Single by Nicky Jam

from the album Nicky Jam Hits and Greatest Hits, Vol. 1
- Language: Spanish
- Released: January 27, 2014
- Genre: Reggaeton; Latin pop;
- Length: 3:15
- Label: Sony Latin; RCA;
- Songwriter: Nick Rivera Caminero;

Nicky Jam singles chronology
| "Suele Suceder" (2014) | "Travesuras" (2014) | "El Perdón" (2015) |

Music video
- "Travesuras" on YouTube

= Travesuras =

2014 song by Nicky Jam

"Travesuras" is a song by American singer Nicky Jam, taken from the compilation albums Nicky Jam Hits and Greatest Hits, Vol. 1. It was released as the album's lead single on January 27, 2014 through Sony Music Latin and RCA Records.
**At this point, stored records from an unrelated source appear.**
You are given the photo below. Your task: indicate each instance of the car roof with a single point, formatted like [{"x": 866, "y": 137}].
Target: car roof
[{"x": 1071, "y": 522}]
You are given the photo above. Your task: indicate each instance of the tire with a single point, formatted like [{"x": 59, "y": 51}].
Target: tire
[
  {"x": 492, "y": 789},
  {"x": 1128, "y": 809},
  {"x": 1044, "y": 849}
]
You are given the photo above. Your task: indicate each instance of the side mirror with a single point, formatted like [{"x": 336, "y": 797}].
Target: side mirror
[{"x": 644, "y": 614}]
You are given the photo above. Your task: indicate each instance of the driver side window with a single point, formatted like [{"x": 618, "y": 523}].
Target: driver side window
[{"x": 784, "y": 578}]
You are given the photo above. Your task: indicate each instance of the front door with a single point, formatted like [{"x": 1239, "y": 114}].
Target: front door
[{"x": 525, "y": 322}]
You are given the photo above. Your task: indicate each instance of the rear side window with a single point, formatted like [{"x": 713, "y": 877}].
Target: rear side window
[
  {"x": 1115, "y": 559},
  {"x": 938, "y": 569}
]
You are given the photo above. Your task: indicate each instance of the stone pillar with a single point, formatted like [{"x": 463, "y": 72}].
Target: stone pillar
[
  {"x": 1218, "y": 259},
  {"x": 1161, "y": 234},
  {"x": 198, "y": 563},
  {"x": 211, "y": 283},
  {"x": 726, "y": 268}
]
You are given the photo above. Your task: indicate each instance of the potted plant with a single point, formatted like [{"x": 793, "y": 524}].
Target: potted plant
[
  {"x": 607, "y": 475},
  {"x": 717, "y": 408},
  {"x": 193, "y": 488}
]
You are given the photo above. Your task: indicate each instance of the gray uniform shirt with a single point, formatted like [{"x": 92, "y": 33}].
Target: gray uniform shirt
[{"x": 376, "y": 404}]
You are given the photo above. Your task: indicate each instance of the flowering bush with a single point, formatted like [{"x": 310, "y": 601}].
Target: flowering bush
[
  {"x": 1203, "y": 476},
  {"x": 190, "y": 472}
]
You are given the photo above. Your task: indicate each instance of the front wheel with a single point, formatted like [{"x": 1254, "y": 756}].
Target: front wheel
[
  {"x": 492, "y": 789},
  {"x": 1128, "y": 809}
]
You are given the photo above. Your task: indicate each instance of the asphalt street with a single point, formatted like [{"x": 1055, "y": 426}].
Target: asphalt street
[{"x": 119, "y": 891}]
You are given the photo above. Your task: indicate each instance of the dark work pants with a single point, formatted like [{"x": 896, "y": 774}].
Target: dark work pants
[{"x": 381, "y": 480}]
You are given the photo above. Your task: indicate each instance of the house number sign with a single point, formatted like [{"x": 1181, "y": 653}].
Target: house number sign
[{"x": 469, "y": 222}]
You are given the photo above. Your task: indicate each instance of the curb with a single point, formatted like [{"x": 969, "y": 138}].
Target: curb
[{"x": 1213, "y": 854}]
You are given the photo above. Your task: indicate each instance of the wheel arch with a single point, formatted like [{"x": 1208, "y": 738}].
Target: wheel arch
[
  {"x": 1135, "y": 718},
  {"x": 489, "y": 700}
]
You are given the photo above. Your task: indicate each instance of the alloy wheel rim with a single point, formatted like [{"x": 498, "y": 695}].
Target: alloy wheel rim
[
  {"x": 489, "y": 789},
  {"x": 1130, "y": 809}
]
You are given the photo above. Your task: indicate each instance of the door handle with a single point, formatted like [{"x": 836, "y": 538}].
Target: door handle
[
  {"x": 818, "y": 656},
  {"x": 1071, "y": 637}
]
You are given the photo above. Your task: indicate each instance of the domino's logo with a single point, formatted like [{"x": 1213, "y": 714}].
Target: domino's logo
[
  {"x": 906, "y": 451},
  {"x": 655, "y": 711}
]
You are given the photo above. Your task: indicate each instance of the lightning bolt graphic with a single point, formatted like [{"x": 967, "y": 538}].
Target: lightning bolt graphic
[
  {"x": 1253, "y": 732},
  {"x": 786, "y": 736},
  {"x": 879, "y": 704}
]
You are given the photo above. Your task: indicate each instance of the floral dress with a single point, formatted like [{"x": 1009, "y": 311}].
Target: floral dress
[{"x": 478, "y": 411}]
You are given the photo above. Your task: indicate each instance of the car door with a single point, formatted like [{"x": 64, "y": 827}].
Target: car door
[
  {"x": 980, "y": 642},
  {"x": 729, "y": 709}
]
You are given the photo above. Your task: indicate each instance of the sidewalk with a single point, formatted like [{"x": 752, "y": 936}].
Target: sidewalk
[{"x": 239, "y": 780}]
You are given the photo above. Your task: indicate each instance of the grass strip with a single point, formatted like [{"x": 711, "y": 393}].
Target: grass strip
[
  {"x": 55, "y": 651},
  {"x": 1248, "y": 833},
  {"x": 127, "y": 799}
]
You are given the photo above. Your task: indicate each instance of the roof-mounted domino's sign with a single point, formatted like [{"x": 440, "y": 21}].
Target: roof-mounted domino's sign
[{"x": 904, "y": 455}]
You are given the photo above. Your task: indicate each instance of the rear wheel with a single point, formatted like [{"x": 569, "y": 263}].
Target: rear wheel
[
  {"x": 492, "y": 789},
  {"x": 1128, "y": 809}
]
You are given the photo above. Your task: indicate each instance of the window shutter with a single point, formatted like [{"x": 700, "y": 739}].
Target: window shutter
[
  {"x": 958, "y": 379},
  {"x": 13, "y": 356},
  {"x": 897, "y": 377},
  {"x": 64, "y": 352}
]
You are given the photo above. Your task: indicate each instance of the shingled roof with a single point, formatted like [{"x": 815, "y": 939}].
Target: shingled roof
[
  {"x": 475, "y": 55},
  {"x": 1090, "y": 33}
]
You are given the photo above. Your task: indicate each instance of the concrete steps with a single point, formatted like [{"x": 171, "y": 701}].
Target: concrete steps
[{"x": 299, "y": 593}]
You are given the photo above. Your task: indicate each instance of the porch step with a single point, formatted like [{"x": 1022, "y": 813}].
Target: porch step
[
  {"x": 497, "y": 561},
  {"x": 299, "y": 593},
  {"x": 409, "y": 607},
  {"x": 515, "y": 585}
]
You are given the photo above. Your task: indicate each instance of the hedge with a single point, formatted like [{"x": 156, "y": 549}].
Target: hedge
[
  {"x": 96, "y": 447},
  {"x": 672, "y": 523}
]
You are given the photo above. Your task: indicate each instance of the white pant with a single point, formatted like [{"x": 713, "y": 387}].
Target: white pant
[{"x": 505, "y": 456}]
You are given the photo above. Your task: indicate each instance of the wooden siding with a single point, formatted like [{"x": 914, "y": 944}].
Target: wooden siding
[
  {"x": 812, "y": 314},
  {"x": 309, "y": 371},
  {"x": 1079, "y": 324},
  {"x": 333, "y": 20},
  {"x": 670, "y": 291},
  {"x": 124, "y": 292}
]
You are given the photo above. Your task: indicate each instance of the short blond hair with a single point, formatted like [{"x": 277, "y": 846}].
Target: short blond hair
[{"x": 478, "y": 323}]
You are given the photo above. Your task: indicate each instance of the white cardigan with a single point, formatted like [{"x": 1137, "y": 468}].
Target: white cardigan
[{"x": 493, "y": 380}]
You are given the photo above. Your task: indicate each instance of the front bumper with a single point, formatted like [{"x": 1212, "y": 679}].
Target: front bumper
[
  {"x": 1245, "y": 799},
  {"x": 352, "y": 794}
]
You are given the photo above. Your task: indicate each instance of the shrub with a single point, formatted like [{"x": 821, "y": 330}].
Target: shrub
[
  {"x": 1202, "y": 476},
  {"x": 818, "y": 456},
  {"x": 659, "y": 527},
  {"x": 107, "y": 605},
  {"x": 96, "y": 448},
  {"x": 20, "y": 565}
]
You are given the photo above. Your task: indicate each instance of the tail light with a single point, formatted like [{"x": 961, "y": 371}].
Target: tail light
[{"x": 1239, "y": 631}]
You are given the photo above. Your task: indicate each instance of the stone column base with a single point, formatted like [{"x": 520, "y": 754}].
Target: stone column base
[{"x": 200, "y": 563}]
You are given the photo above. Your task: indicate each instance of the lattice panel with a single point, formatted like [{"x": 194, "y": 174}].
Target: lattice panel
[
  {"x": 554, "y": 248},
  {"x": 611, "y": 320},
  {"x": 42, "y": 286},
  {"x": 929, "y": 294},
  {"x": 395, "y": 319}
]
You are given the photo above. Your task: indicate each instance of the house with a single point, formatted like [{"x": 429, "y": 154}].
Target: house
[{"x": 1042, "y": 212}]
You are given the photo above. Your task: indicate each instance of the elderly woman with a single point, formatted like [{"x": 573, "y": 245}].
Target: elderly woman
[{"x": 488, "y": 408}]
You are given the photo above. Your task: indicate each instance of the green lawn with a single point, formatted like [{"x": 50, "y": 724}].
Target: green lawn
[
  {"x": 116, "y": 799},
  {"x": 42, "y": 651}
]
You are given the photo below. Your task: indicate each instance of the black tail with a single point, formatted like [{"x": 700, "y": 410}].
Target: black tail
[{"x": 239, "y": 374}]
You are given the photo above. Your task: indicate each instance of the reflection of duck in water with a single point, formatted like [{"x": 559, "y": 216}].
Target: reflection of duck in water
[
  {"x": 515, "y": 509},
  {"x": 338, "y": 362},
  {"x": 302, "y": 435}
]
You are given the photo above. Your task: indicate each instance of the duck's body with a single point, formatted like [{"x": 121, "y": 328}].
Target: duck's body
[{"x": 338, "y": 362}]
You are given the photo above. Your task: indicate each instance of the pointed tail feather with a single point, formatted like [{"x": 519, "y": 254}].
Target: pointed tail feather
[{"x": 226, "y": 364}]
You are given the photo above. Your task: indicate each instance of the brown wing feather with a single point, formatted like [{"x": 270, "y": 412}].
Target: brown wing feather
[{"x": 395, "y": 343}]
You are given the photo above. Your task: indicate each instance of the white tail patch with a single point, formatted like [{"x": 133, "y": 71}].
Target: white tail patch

The song was commercially successful throughout countries in Latin America, reaching the top spot on the charts in Colombia and peaking within the top five on the Billboard Hot Latin Songs chart. The single is Jam's first song to reach the top ten on the Billboard Hot Latin Songs chart. A remix version was released on June 21, 2014 with Arcángel and J Balvin featuring Zion and De la Ghetto.

==Music video==
The music video for "Travesuras" was released on July 3, 2014 on Nicky Jam's YouTube account. It was shot in Medellín, Colombia and currently exceeds 1 billion views. In the video, Jam cares for a girl who wants to sell a luxury property. Parts of the video were recorded in the inside of the property and others on roads of the city where he drives a white Lamborghini Gallardo.

==Charts==

===Weekly charts===

| Chart (2014–15) | Peak position |
|---|---|
| Colombia (National-Report) | 1 |
| Italy (FIMI) | 45 |
| Romania (Airplay 100) | 39 |
| Spain (Promusicae) | 3 |
| US Hot Latin Songs (Billboard) | 4 |
| US Latin Airplay (Billboard) | 13 |
| US Latin Rhythm Airplay (Billboard) | 2 |
| US Latin Pop Airplay (Billboard) | 10 |
| US Tropical Airplay (Billboard) | 17 |

===Year-end charts===

| Chart (2014) | Position |
|---|---|
| Spain (PROMUSICAE) | 8 |
| US Hot Latin Songs (Billboard) | 21 |

==Certifications==

| Region | Certification | Certified units/sales |
| Italy (FIMI) | 2× Platinum | 100,000^{‡} |
| Spain (Promusicae) | 4× Platinum | 160,000^{‡} |
| Spain (Promusicae) Streaming | Platinum | 8,000,000^{†} |
^{‡} Sales+streaming figures based on certification alone. ^{†} Streaming-only figures based on certification alone.